Eliezer Cadet | |
---|---|
Born | Jean Didier Eliezer Cadet 23 May 1897 |
Died | 8 Dec 1995 |
Nationality | Haitian |
Education | College of Institution Saint-Louis de Gonzague |
Occupation | Vodou priest |
Jean Didier Eliezer Cadet (born 23 May 1897)[1][2] was a Haitian Vodou priest[3] who, in 1919 attended the Paris Peace Conference and First Pan African Congress on behalf of the Universal Negro Improvement Association (UNIA).[4]
Eliezer was born in Port-de-Paix, Haiti, the son of Mesinor Pierre Cadet, a wealthy dyewood manufacturer, and Amazile Broux.[2][5][6] He attended the College of Institution Saint-Louis de Gonzague and subsequently supported himself as a car mechanic in Paris. There he met Nancy Cunard.[7]

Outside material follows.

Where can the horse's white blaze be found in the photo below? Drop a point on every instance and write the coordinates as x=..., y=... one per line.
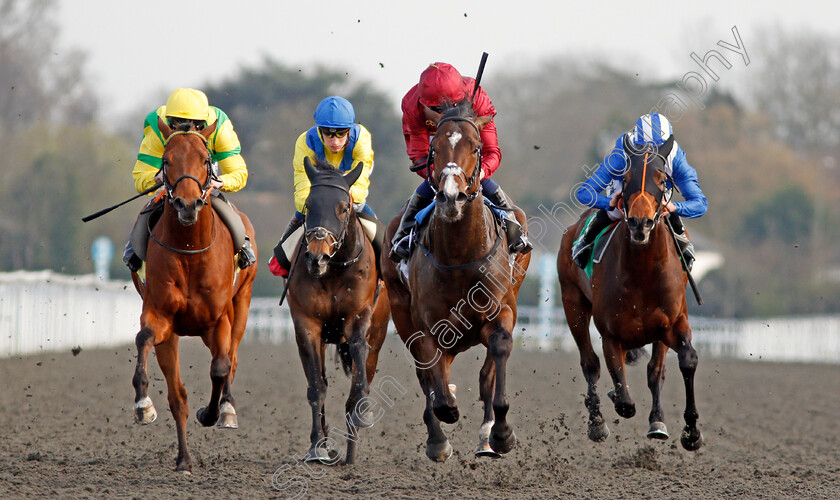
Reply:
x=450, y=187
x=143, y=403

Initially, the International League for Darker People, an umbrella organisation comprising the UNIA, had planned to send Ida B. Wells and A. Philip Randolph as delegates, with Cadet as interpreter. But as US authorities denied both Wells and Randolph passports and visas, the UNIA's Cadet, a Haitian national, became the organisations' sole delegate.[8] Cadet left the US at the end of February 1919 for Le Havre, returning on December 1, 1919, to New York.[9] While in Paris, his efforts to contact official delegates were mostly unsuccessful, except for a meeting with Liberian delegate Charles D. B. King, who refused to support the UNIA's demand that control of the former German colonies should be given to Africans and the African diaspora. Cadet's reports to Marcus Garvey, claiming that his efforts had been sabotaged by the NAACPs delegate W. E. B. Du Bois, led to a break between Garvey and Du Bois.[10]
Cadet went on to become a Hougan (Vodou priest) associated with the loa Damballa.[6] He died in Port-au-Prince on 8 Dec 1995.[5]